Foo Fighters - Big Me: youtube.com/watch?v=pLdJQFTnZfA
I sang this song in a school talent show. I was 12 years old. Jonathan Kenny played guitar and I sang and he was great and I’m sure I wasn’t. I don’t remember being nervous before and I don’t remember being elated after but I’m sure I was both.
This has always been a strange song to me, in a way. When The Colour and The Shape came out I listened to it every day, learned every song on it, went back to the self-titled Foo Fighters album and learned to appreciate it. And “Big Me” has these thin guitars, very safe sound and structure, no challenge to the listener at all. Most the other songs on that album are harder (and better) but this one stood out to my young taste. It was fun.
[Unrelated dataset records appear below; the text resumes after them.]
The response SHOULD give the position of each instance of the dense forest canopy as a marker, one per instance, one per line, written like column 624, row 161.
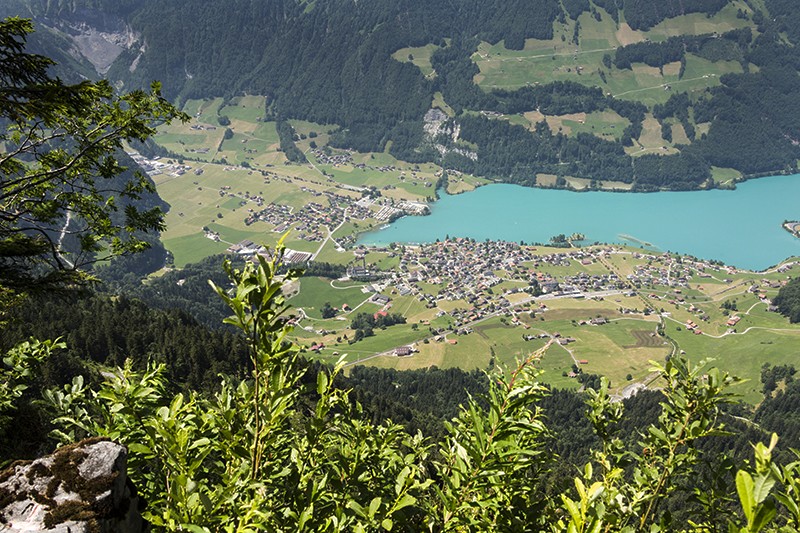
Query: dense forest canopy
column 331, row 62
column 788, row 300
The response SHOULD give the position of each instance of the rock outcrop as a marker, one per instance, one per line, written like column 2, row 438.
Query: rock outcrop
column 81, row 488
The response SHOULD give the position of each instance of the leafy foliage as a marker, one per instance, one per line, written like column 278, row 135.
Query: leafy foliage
column 61, row 203
column 253, row 457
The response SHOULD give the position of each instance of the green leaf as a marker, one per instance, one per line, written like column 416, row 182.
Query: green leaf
column 322, row 382
column 355, row 506
column 405, row 501
column 744, row 486
column 374, row 505
column 764, row 516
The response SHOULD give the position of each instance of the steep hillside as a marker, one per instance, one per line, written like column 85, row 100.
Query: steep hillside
column 703, row 91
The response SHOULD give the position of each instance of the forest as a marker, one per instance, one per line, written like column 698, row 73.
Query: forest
column 788, row 300
column 346, row 75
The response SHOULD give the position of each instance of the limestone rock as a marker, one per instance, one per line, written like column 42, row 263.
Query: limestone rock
column 81, row 488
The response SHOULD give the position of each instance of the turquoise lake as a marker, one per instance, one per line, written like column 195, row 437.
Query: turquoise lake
column 740, row 227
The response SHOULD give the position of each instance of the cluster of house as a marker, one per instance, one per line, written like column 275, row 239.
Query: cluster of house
column 248, row 248
column 154, row 167
column 335, row 159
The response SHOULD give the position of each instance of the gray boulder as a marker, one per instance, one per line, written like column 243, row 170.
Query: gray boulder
column 81, row 488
Sometimes friends are surprised by my taste in music. I love, what some deem, sad bastard music. One of my favorite albums right now is The National’s High Violet. But sometimes I hear something really fun like CSS’s “Let’s Make Love and Listen to Death From Above” and it kills me. It’s just so much fun and it’s something I can’t make; I have a high appreciation for pop music in all its forms.
And music should be fun. It is, in its most idealistic form for the artist, an expression greater than the form of the individual. One is expressing, through sound, an aspect of the human condition. One is painting portraits, landscapes, capturing form in empty space. But it doesn’t always have to be so heavy, the lightness is important as well; it’s something simple that makes you feel something simple. Or move. Or laugh. This is as important to the human condition as any.
This all goes back to an argument of high art vs. low art. But it doesn’t have to be viewed that way; John Cage’s “In a Landscape” is just as important to me as The Ramones “I Wanna Be Your Boyfriend.” It’s a great expression of the human condition. It’s not about high art or low art, it’s about good art. And it’s about art.